Jeremy Nathans Wins Lifetime Achievement Award From Alma Mater

Release Date: May 29, 2013
Jeremy Nathans
Jeremy Nathans
Keith Weller, for Johns Hopkins Medicine

Jeremy Nathans, M.D., Ph.D., a professor at the Johns Hopkins University School of Medicine’s Institute for Basic Biomedical Sciences and a Howard Hughes Medical Institute investigator, has won the Arthur Kornberg and Paul Berg Lifetime Achievement Award in Biomedical Sciences from the Stanford University Medical Center Alumni Association. Nathans earned his Ph.D. and M.D. at Stanford.

The Arthur Kornberg and Paul Berg Lifetime Achievement Award in Biomedical Sciences was established in 2010 to acknowledge and celebrate the lifetime career achievements of Stanford University School of Medicine alumni in the biomedical sciences. Nathans is one of two winners this year, along with the University of California, San Francisco’s Louis Reichardt, Ph.D.

Nathans is responsible for landmark discoveries that have changed our understanding of how humans see the world — literally. His investigations into the mechanisms that allow us to see colors led him to identify the genes that code for color-vision receptors in the light-sensing cones of the retina. This breakthrough finding allowed him to show that variations in these genes cause color blindness. His work has also led to new understandings of the development, function and survival of the retina.
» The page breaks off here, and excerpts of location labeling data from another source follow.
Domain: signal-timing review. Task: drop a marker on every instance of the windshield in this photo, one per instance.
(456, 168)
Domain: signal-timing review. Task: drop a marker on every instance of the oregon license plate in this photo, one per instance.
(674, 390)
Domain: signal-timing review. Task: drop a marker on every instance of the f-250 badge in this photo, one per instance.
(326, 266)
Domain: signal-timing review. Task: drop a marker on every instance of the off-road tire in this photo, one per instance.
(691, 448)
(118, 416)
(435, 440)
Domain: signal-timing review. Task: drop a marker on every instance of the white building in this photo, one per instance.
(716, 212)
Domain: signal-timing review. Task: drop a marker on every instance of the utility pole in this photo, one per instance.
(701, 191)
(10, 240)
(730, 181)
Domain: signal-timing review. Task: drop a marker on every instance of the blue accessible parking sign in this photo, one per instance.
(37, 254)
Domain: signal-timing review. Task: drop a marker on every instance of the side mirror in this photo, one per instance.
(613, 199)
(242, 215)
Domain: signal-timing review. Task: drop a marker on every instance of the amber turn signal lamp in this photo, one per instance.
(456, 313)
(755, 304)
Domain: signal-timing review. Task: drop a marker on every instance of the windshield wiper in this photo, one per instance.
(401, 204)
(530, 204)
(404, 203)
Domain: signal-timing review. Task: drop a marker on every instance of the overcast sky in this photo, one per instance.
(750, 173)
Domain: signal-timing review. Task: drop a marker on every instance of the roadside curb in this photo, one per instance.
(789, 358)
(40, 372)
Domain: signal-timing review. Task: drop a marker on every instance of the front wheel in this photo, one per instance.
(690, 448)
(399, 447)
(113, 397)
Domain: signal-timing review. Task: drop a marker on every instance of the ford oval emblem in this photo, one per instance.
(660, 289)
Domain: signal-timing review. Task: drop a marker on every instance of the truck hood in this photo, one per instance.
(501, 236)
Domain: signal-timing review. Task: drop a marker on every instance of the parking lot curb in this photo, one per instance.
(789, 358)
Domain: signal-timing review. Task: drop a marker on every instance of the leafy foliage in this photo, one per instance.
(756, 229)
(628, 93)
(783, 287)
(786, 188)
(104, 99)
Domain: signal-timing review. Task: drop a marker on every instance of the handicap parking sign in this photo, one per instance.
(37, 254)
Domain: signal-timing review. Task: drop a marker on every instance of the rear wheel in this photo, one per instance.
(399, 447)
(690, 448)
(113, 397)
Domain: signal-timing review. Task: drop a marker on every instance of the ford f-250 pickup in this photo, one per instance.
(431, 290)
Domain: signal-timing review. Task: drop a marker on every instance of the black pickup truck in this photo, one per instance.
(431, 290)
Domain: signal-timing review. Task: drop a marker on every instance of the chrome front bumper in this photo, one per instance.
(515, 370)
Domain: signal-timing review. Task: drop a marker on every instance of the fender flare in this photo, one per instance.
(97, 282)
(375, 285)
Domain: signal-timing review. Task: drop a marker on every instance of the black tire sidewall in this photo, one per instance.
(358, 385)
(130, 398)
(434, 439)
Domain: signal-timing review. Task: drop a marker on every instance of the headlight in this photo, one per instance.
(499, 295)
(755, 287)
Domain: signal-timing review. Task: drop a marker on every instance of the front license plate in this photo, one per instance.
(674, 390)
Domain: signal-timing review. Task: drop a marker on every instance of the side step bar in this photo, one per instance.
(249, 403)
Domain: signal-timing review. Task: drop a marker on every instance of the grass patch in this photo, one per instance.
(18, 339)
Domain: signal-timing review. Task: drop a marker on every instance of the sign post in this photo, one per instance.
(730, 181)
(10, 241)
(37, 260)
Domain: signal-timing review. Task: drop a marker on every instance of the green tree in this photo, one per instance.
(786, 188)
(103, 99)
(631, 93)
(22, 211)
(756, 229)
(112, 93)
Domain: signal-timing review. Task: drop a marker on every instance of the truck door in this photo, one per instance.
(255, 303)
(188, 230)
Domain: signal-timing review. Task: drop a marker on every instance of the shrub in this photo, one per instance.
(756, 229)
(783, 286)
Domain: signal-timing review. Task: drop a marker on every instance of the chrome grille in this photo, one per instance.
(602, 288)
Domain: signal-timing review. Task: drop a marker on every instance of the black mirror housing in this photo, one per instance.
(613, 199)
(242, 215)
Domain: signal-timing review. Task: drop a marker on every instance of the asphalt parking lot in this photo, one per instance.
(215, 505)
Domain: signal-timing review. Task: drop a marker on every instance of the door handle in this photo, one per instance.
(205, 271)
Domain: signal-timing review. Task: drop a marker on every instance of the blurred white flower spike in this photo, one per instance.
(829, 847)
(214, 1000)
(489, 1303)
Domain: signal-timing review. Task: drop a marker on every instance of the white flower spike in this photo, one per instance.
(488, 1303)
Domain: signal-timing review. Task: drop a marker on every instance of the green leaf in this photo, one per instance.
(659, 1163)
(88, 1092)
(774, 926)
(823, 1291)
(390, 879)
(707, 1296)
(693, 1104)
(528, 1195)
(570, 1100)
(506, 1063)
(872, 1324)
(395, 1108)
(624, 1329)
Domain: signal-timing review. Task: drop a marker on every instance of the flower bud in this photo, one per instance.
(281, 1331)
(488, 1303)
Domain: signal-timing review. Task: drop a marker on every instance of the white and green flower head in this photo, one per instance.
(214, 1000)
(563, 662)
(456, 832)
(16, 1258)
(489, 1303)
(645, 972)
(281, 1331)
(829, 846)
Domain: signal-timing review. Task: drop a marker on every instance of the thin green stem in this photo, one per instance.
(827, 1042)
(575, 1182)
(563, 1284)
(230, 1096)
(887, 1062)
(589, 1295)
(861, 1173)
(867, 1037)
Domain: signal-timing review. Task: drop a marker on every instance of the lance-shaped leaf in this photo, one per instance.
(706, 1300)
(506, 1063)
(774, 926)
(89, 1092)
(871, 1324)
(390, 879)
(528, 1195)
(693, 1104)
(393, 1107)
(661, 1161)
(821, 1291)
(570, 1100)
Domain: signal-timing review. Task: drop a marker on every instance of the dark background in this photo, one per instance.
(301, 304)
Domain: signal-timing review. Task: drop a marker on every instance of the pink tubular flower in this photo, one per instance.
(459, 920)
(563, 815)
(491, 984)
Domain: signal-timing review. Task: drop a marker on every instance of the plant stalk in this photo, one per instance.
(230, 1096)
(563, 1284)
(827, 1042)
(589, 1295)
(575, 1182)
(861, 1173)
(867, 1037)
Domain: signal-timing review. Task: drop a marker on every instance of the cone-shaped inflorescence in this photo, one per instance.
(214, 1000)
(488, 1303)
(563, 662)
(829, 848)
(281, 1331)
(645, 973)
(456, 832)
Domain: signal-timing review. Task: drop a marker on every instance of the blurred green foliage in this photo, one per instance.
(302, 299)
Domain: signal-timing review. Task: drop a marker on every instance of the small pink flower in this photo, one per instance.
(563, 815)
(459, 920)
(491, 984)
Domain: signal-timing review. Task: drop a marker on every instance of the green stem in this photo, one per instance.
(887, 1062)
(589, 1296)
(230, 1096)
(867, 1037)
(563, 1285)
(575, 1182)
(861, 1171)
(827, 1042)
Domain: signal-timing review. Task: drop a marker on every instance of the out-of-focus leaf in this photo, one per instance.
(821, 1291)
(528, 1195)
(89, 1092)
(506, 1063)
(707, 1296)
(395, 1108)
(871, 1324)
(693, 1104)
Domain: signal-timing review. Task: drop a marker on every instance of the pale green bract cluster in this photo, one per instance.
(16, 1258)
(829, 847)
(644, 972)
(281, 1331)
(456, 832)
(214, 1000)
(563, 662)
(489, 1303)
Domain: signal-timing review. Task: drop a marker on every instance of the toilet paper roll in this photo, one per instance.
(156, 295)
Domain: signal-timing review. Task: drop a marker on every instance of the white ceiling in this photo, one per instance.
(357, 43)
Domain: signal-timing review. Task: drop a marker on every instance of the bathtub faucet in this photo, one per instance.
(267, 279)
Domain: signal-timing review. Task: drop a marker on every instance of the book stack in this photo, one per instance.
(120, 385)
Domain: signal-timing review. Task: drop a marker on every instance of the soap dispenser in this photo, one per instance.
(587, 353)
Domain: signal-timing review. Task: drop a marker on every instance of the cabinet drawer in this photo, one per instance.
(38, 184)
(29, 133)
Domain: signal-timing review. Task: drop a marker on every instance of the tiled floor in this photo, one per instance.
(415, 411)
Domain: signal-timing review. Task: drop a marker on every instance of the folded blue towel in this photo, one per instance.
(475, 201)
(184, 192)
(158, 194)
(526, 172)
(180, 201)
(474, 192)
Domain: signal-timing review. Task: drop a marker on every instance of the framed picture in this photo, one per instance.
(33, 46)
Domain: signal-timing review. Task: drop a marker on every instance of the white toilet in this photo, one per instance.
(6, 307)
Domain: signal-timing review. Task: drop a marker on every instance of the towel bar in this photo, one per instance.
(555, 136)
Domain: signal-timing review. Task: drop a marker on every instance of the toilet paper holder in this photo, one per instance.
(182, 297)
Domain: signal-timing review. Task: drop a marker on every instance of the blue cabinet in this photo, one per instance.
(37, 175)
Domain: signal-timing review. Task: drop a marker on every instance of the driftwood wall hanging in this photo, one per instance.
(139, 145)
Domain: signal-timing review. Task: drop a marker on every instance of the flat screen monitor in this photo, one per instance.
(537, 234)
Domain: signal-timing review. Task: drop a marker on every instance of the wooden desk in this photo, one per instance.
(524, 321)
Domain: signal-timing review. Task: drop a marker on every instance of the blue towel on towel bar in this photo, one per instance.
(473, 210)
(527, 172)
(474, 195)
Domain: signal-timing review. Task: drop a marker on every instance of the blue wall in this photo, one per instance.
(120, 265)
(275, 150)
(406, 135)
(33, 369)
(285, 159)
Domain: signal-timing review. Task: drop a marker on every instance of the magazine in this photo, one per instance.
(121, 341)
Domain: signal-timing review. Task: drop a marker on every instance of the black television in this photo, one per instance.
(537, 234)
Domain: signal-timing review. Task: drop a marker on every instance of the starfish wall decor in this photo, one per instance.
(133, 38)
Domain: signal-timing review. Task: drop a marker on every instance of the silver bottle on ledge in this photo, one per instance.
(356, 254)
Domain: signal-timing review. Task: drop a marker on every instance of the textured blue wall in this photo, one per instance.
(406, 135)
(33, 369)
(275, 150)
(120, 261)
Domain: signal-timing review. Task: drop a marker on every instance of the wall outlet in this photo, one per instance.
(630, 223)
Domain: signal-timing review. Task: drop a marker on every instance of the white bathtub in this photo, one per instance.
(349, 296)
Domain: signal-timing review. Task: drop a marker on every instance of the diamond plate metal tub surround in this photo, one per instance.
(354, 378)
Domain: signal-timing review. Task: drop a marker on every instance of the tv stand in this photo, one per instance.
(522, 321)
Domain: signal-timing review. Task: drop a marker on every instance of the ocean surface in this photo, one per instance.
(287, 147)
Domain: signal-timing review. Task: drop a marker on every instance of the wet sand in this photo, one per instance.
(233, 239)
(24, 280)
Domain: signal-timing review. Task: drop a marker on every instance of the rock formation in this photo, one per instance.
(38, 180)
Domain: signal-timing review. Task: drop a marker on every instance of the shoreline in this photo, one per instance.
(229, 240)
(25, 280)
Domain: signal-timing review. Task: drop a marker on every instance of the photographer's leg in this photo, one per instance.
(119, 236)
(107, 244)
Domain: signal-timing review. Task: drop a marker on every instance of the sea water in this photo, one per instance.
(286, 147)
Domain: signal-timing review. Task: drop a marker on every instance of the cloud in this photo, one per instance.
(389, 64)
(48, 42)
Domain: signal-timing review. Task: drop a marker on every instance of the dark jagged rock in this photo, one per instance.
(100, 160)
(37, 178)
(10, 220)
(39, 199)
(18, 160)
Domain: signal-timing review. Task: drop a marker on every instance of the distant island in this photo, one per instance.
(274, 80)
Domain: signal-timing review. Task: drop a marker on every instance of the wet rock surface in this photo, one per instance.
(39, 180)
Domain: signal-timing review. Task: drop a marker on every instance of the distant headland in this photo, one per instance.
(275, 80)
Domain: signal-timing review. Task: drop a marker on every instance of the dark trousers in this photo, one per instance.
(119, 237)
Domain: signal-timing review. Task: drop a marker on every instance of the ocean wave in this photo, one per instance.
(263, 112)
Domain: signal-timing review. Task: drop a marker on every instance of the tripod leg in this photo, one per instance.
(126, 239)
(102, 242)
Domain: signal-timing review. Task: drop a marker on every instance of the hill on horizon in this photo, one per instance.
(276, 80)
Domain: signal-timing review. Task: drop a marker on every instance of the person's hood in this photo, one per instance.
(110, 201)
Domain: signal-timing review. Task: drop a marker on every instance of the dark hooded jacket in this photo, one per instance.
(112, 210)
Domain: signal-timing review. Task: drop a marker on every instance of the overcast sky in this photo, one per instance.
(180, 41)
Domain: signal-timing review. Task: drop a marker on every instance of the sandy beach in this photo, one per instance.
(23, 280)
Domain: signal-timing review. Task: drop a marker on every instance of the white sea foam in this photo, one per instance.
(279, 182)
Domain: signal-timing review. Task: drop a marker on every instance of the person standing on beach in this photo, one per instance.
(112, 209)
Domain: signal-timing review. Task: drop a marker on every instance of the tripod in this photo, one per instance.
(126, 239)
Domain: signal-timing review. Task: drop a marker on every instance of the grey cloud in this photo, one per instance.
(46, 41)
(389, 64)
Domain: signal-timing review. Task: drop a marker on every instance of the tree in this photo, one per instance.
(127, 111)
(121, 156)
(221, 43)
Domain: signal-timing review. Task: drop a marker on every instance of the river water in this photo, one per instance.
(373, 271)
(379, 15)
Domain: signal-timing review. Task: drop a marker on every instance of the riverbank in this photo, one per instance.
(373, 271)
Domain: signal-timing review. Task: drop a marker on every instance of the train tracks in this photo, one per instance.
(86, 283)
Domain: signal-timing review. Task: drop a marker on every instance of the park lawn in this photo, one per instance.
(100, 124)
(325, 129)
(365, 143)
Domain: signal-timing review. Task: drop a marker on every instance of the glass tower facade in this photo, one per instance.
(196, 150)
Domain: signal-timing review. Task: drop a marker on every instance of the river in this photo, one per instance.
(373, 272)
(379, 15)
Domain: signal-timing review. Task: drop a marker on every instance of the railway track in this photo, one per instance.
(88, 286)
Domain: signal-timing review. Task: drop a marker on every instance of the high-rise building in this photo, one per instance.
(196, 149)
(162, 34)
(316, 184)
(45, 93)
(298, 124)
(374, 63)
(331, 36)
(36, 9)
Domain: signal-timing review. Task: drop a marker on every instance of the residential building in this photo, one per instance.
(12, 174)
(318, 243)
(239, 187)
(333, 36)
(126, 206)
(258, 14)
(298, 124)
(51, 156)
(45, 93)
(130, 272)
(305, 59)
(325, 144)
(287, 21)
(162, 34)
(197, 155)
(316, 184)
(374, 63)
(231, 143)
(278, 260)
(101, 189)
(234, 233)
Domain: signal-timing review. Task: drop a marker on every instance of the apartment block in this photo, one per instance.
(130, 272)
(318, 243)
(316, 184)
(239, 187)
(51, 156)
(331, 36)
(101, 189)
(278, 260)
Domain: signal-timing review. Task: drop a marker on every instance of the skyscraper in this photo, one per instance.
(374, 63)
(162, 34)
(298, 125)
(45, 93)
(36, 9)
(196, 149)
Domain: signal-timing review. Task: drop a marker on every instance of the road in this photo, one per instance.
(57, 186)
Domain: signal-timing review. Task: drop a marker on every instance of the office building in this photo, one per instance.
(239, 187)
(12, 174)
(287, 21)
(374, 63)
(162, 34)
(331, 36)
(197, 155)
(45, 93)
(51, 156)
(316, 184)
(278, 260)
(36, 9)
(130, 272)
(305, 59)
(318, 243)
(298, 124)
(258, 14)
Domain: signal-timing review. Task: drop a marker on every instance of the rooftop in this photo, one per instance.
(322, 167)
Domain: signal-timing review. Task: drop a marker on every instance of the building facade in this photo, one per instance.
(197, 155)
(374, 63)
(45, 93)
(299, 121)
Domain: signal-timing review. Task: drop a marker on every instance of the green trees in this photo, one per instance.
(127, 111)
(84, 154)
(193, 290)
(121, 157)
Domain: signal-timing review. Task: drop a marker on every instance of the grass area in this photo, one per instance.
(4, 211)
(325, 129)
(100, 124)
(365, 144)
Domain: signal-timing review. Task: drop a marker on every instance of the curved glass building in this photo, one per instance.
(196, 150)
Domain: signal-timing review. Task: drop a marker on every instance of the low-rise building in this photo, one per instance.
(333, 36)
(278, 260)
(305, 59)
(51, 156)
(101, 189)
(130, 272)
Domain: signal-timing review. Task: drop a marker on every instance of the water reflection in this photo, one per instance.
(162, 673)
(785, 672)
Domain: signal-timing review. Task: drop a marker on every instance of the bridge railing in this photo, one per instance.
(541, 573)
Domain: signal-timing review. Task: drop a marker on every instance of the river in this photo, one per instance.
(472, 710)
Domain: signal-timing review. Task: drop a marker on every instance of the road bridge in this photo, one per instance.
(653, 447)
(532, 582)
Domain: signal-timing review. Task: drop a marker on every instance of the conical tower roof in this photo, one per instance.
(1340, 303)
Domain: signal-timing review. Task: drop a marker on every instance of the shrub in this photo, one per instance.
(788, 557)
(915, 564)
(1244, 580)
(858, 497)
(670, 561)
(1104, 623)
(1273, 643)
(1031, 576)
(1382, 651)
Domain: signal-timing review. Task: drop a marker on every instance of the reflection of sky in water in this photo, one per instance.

Nathans’ studies have revealed several defects that lead to human retinal diseases, including Stargardt disease, the most common type of macular degeneration in children and young adults. He also helped to determine the cause of the vitelliform type of macular dystrophy, showing that it is caused by abnormalities in a member of a previously unknown family of ion channels, proteins that allow ions to enter and exit cells.

As a graduate student at Stanford, Nathans became interested in the study of the eye and the mechanisms of vision. He was the first scientist to apply molecular genetic approaches to the visual system, and over the past 30 years, his research has illuminated a broad landscape in human genetics, ophthalmology, neurobiology, developmental biology and evolution. Research on the retina, which he describes as a “mini-brain that processes an image in a number of ways,” may provide answers about how the human brain is built, he contends, revealing how embryonic cells make the right connections and are programmed to eventually become mature cells.

Nathans is a member of the National Academy of Sciences, the American Academy of Arts and Sciences, the Institute of Medicine and the American Association for the Advancement of Science.